I'm trying to figure out what block I have.... On the ledge, passenger side behind the last cylinder (under right side of distributor as sitting in drivers seat) I found the number 9790071. On the front of the block, I found stamped YC.

So after a ton of reading, I did a lookup here: Pontiac Hunters - Pontiac V8 Engine Codes

Best I can tell, it's a 400 block out of a 68 or 69 B-body. (See attached screen grab)

So what I'm left wondering, and what I hope someone here can chime in on:

- Do you agree with my assessment that it's a 68 or 69 B-Body based on the numbers and stamp I found?

- If it is indeed a 68 or 69 B-Body 400, is there any way to tell what car it came from?

Any input would be great - there's a TON of info out there, some conflicting and I'd love to figure out the history of this block. 

Thanks!


----------



## Pinion head (Jan 3, 2015)

Welcome to the Forum. To narrow down what year, you're going to need to look back by the distrib hole & look at the alphanumeric date code. "071" 400 blocks wre indeed cast for both '68 & '69 model years of common 400 Pontiac blocks. The YC coded 400 was very common in '68 & '69 models, as it was the base 400 2bbl code for 400/auto Catalinas. YC or YE coded 400 2bl were also used in '69 Executives. Nearly all Catalina's & '69 Executives, had the 400 2bbl & matching T400 auto. Very very few of these entry level B series slipped out of the factory in '68 with the base 3spd manual 400 2bbl engine. The base engine for a '68 Bonneville is the 340 horse 400 4bbl with small valve ('68 model) 15 heads. The base engine for the '69 Bonneville was the YH coded 428. 

Below is a link to Wallace Racings engine code list, it's 99% complete & correct. I surfed the Pontiac Hunters link you put up & noticed quite a few errors. The Pontiac Hunters list also does not list the cyl head(s) originally used on said engines by cyl head code.
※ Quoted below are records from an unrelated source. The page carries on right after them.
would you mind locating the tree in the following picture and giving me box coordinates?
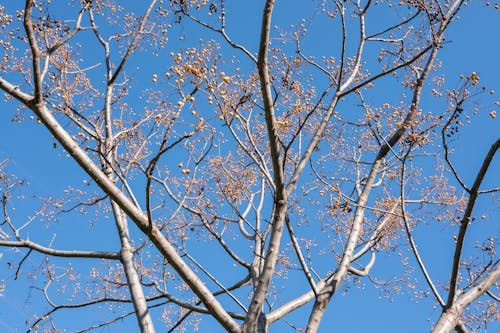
[0,0,498,332]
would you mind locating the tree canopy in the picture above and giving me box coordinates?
[0,1,498,332]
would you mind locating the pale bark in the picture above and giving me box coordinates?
[0,0,495,331]
[111,202,155,333]
[0,240,120,259]
[243,1,285,331]
[431,265,500,333]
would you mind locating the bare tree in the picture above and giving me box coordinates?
[0,1,498,332]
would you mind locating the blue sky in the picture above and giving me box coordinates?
[0,1,499,332]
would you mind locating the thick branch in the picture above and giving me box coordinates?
[432,265,500,333]
[0,239,120,259]
[0,75,34,104]
[111,202,155,333]
[244,1,287,331]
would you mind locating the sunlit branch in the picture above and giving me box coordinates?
[0,240,120,259]
[111,113,154,143]
[150,280,243,319]
[219,0,257,63]
[351,203,399,261]
[339,3,366,92]
[443,0,466,30]
[39,4,89,83]
[254,177,266,235]
[477,187,500,194]
[306,150,384,330]
[285,84,335,153]
[151,174,201,217]
[151,151,252,267]
[432,265,500,333]
[286,94,339,194]
[9,63,239,333]
[57,104,100,141]
[285,0,370,195]
[0,75,34,104]
[266,279,326,324]
[245,0,289,329]
[241,120,275,190]
[257,0,284,193]
[111,201,155,332]
[348,251,376,276]
[71,310,137,333]
[0,0,495,331]
[378,130,404,161]
[336,2,347,89]
[309,160,401,221]
[86,146,142,209]
[456,321,471,333]
[238,193,257,240]
[2,195,43,238]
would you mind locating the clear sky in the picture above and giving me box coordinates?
[0,1,498,332]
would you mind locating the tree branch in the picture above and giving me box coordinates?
[0,240,120,259]
[244,1,287,331]
[446,138,500,306]
[432,265,500,333]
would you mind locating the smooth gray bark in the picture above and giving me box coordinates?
[431,265,500,333]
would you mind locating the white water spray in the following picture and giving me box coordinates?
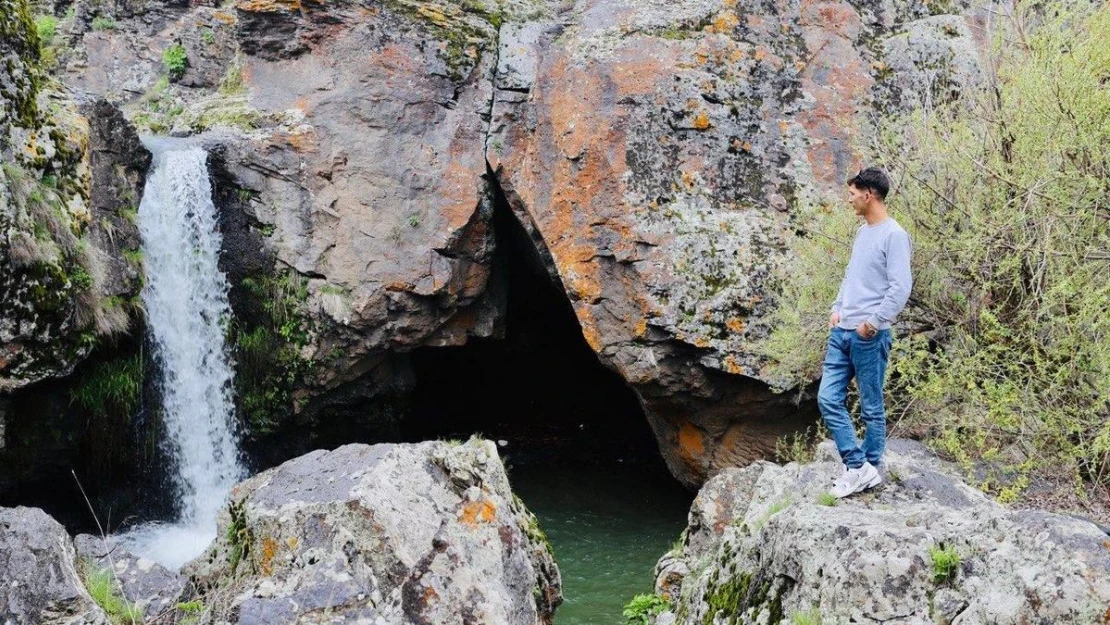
[121,144,245,570]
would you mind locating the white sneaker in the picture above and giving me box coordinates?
[829,462,882,499]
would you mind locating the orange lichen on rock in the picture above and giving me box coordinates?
[692,111,711,130]
[724,355,745,374]
[726,318,746,334]
[709,10,739,33]
[678,422,705,458]
[459,497,497,527]
[236,0,300,12]
[259,536,278,576]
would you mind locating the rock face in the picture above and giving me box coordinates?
[0,506,109,625]
[183,438,561,624]
[651,440,1110,624]
[1,0,148,392]
[47,0,988,486]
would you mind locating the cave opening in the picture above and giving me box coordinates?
[401,171,694,625]
[401,172,659,469]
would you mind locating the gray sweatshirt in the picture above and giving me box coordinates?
[831,217,913,331]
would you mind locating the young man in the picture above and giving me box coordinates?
[821,167,912,498]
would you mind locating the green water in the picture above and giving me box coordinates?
[508,453,694,625]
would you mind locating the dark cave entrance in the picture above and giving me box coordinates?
[401,172,662,469]
[402,171,694,623]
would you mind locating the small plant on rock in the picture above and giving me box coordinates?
[817,492,838,507]
[622,593,671,625]
[35,15,57,47]
[163,43,188,82]
[91,16,117,30]
[791,607,823,625]
[929,543,961,583]
[82,564,143,624]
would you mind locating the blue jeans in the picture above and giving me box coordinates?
[818,327,892,469]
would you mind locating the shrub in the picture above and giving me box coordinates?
[760,2,1110,494]
[162,43,188,81]
[622,593,672,625]
[35,14,56,47]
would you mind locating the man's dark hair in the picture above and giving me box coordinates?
[847,167,891,200]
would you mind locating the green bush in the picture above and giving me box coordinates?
[162,43,188,81]
[760,2,1110,495]
[622,593,672,625]
[35,14,56,47]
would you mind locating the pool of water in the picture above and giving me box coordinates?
[507,447,693,625]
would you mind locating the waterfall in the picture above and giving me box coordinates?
[121,144,245,570]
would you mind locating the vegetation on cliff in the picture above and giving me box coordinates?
[763,2,1110,500]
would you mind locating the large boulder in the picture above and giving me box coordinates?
[651,440,1110,624]
[183,438,561,624]
[0,506,108,625]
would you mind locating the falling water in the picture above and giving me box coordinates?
[121,144,245,570]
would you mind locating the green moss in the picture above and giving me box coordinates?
[381,0,495,82]
[511,492,553,557]
[701,562,790,625]
[791,607,823,625]
[1,0,42,126]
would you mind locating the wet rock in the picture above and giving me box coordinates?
[73,534,187,621]
[0,506,108,625]
[652,440,1110,624]
[183,438,561,624]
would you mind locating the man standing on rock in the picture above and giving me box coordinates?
[821,167,912,499]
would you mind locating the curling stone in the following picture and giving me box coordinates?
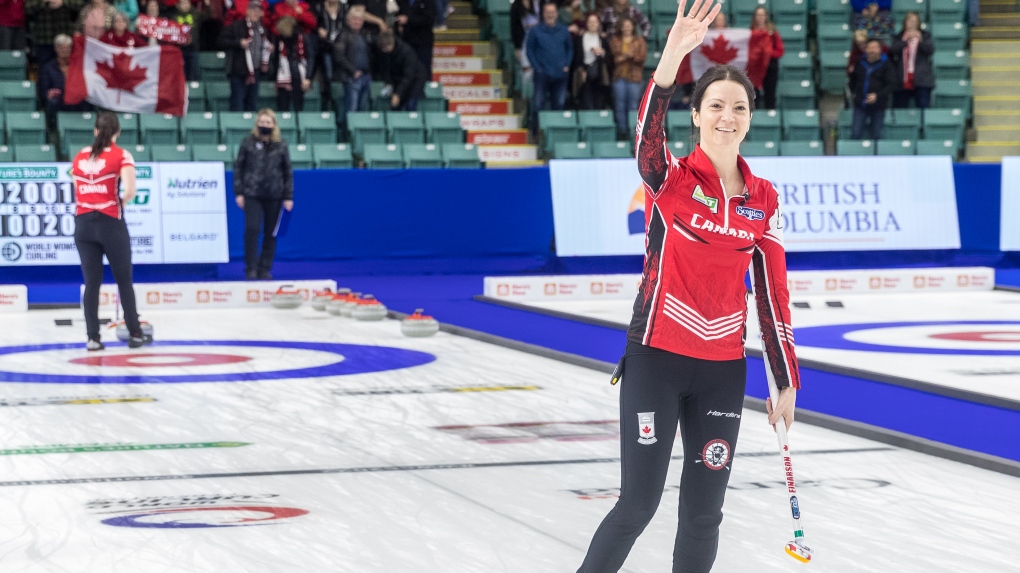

Hope this helps.

Wallace Racing - Engine Code Charts


----------



## Bredfan (Feb 20, 2017)

Great info - thank you!

So, here's what I have now...

- Number on drivers side of distributor is K157 - I have this as November 15, 1967

- Block number is 9790071, YC - that would be 1968 or 69

- Cylinder head is 15 - the "1" and "5" are separate, not positioned together

- Cylinder head has date stamp K217 - I have this as November 21, 1967

Since the date code on the block is late in 67 (Nov) and the date stamp on the head is also November, can I safely assume that the block and head have been together since birth and that they were originally in a 1968 full size?

Looks like a 290HP 2bbl from 1968... See attached from Wallace...

Thanks again!!


----------



## PontiacJim (Dec 29, 2012)

Yep, you got it. Big car 400.


----------



## Bredfan (Feb 20, 2017)

Thank you so much for pointing me in the right direction. It's a new ride for me and I have a list of about 10 things I need to post....  At least now I know what the block and head is. Now, for the rest of the million things.....

Thanks again -


----------